- 1 onion
- 3 garlic cloves
- 2 large fresh red chillies
- a small handful of coriander
- 500g salmon fillet, skin off and pin-boned (ask your fishmonger to do this for you)
- 300g sugar snap peas
- 2 tablespoons vegetable oil
For The Sauce
- 4 tablespoons XO sauce
- 2 tablespoons light soy sauce
- 1 tablespoon oyster sauce
- 2 tablespoons sweet chilli sauce
- 200ml chicken or fish stock
- Finely slice the onion, garlic and chilli. Roughly chop the coriander.
- Cut the salmon into large ½cm bite-sized pieces. Mix all the sauce ingredients together in a small bowl.
BUILD YOUR WOK CLOCK:
- Place your sliced onion at 12 o’clock, then arrange the garlic, chilli, sugar snap peas, salmon, sauce bowl and coriander clockwise around your plate.
- Heat 1 tablespoon of vegetable oil in a wok over a high heat until smoking-hot.
- Add the onion, garlic and chilli and stir-fry for 30 seconds until lightly browned, then add the sugar snap peas and stir-fry for a further minute until the peas are slightly coloured.
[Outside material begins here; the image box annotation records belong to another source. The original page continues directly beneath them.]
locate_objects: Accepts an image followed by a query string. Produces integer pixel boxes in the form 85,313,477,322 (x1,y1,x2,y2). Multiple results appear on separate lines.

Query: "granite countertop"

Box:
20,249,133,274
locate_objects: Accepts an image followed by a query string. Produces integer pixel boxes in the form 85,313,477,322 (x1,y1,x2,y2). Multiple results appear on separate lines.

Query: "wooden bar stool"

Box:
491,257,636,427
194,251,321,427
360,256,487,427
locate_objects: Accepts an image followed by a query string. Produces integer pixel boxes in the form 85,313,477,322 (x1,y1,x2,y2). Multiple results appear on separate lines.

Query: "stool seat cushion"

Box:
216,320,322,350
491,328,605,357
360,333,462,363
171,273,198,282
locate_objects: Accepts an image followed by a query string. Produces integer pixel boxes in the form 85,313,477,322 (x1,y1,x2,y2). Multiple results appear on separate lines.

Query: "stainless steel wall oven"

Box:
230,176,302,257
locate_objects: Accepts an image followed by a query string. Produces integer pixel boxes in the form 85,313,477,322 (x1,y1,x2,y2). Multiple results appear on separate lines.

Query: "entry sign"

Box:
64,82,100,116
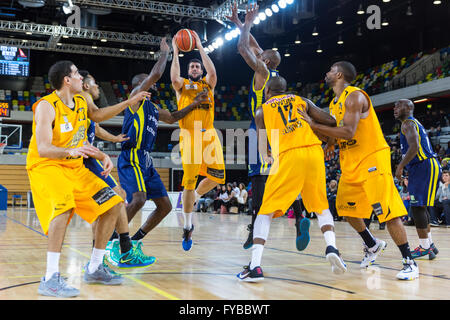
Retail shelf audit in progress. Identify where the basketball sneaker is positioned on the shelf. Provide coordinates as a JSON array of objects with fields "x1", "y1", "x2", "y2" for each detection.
[
  {"x1": 243, "y1": 224, "x2": 253, "y2": 250},
  {"x1": 181, "y1": 225, "x2": 194, "y2": 251},
  {"x1": 430, "y1": 242, "x2": 439, "y2": 255},
  {"x1": 38, "y1": 272, "x2": 80, "y2": 298},
  {"x1": 105, "y1": 239, "x2": 120, "y2": 267},
  {"x1": 397, "y1": 258, "x2": 419, "y2": 280},
  {"x1": 360, "y1": 239, "x2": 387, "y2": 268},
  {"x1": 83, "y1": 262, "x2": 123, "y2": 286},
  {"x1": 325, "y1": 246, "x2": 347, "y2": 274},
  {"x1": 411, "y1": 245, "x2": 436, "y2": 260},
  {"x1": 295, "y1": 218, "x2": 311, "y2": 251},
  {"x1": 117, "y1": 247, "x2": 156, "y2": 269},
  {"x1": 236, "y1": 263, "x2": 264, "y2": 282}
]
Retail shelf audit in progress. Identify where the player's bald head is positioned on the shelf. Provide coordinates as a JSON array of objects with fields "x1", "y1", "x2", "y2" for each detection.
[
  {"x1": 262, "y1": 49, "x2": 281, "y2": 69},
  {"x1": 333, "y1": 61, "x2": 356, "y2": 83},
  {"x1": 265, "y1": 76, "x2": 287, "y2": 99},
  {"x1": 396, "y1": 99, "x2": 414, "y2": 111},
  {"x1": 131, "y1": 73, "x2": 148, "y2": 88}
]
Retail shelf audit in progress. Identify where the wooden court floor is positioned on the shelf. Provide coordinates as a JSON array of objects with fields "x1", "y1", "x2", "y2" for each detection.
[{"x1": 0, "y1": 208, "x2": 450, "y2": 300}]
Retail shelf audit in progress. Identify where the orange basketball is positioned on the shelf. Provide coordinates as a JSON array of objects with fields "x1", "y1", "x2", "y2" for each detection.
[{"x1": 175, "y1": 29, "x2": 195, "y2": 52}]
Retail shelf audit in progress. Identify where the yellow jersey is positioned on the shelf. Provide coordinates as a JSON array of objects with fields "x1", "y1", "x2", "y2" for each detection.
[
  {"x1": 262, "y1": 94, "x2": 322, "y2": 156},
  {"x1": 330, "y1": 86, "x2": 389, "y2": 182},
  {"x1": 26, "y1": 91, "x2": 88, "y2": 169},
  {"x1": 177, "y1": 78, "x2": 214, "y2": 130}
]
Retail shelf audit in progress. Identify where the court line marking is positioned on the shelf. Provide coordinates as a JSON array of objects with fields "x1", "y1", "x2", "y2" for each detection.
[
  {"x1": 2, "y1": 215, "x2": 180, "y2": 300},
  {"x1": 266, "y1": 247, "x2": 450, "y2": 280}
]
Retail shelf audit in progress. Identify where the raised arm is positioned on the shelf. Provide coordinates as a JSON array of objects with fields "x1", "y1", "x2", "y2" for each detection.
[
  {"x1": 238, "y1": 6, "x2": 269, "y2": 89},
  {"x1": 170, "y1": 37, "x2": 183, "y2": 92},
  {"x1": 192, "y1": 31, "x2": 217, "y2": 90},
  {"x1": 225, "y1": 2, "x2": 263, "y2": 57},
  {"x1": 130, "y1": 37, "x2": 170, "y2": 97},
  {"x1": 159, "y1": 91, "x2": 208, "y2": 124}
]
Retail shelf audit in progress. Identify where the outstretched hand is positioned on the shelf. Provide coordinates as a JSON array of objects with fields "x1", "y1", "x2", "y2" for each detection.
[
  {"x1": 225, "y1": 2, "x2": 243, "y2": 29},
  {"x1": 159, "y1": 37, "x2": 170, "y2": 52},
  {"x1": 245, "y1": 3, "x2": 259, "y2": 25}
]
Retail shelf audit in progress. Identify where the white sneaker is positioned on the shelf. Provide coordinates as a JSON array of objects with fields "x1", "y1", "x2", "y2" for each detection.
[
  {"x1": 360, "y1": 239, "x2": 387, "y2": 268},
  {"x1": 397, "y1": 258, "x2": 419, "y2": 280}
]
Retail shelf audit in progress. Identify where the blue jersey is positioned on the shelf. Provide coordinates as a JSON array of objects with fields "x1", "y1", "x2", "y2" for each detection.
[
  {"x1": 400, "y1": 116, "x2": 437, "y2": 169},
  {"x1": 248, "y1": 69, "x2": 278, "y2": 177},
  {"x1": 122, "y1": 99, "x2": 159, "y2": 152}
]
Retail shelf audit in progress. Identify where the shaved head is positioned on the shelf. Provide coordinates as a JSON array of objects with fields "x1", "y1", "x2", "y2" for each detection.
[
  {"x1": 261, "y1": 49, "x2": 281, "y2": 69},
  {"x1": 131, "y1": 73, "x2": 148, "y2": 88},
  {"x1": 333, "y1": 61, "x2": 356, "y2": 83},
  {"x1": 264, "y1": 76, "x2": 287, "y2": 99},
  {"x1": 397, "y1": 99, "x2": 414, "y2": 111}
]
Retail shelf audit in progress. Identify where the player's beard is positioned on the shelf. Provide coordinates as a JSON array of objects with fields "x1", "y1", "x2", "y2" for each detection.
[
  {"x1": 148, "y1": 88, "x2": 158, "y2": 98},
  {"x1": 188, "y1": 74, "x2": 202, "y2": 82}
]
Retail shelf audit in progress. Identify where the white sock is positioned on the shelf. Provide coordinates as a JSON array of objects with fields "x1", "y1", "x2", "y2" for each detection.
[
  {"x1": 419, "y1": 238, "x2": 430, "y2": 249},
  {"x1": 88, "y1": 248, "x2": 106, "y2": 273},
  {"x1": 194, "y1": 190, "x2": 202, "y2": 203},
  {"x1": 45, "y1": 252, "x2": 61, "y2": 281},
  {"x1": 323, "y1": 230, "x2": 336, "y2": 248},
  {"x1": 250, "y1": 244, "x2": 264, "y2": 270},
  {"x1": 183, "y1": 212, "x2": 192, "y2": 230}
]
- Transfer the ingredients from the wok to a bowl, add a further 1 tablespoon of oil to the wok and return to smoking point. Allow to smoke for 5 seconds to ensure the wok is hot enough for the fish to sear well without sticking, then add the salmon. Stir fry for 1─2 minutes until the salmon is browned on all sides.
- Return the vegetables to the wok, pour over the sauce and bring to a vigorous boil. Cook for a further 1 minute until the sauce has thickened and reduced enough to just coat the ingredients, then transfer to a large dish. Scatter over the coriander and serve with a side of steamed rice
TIP: The best way to turn the salmon (or any fragile ingredient) in the wok while stir-frying without breaking up the delicate pieces is to use a fish slice, lifting up and folding the ingredients gently from underneath.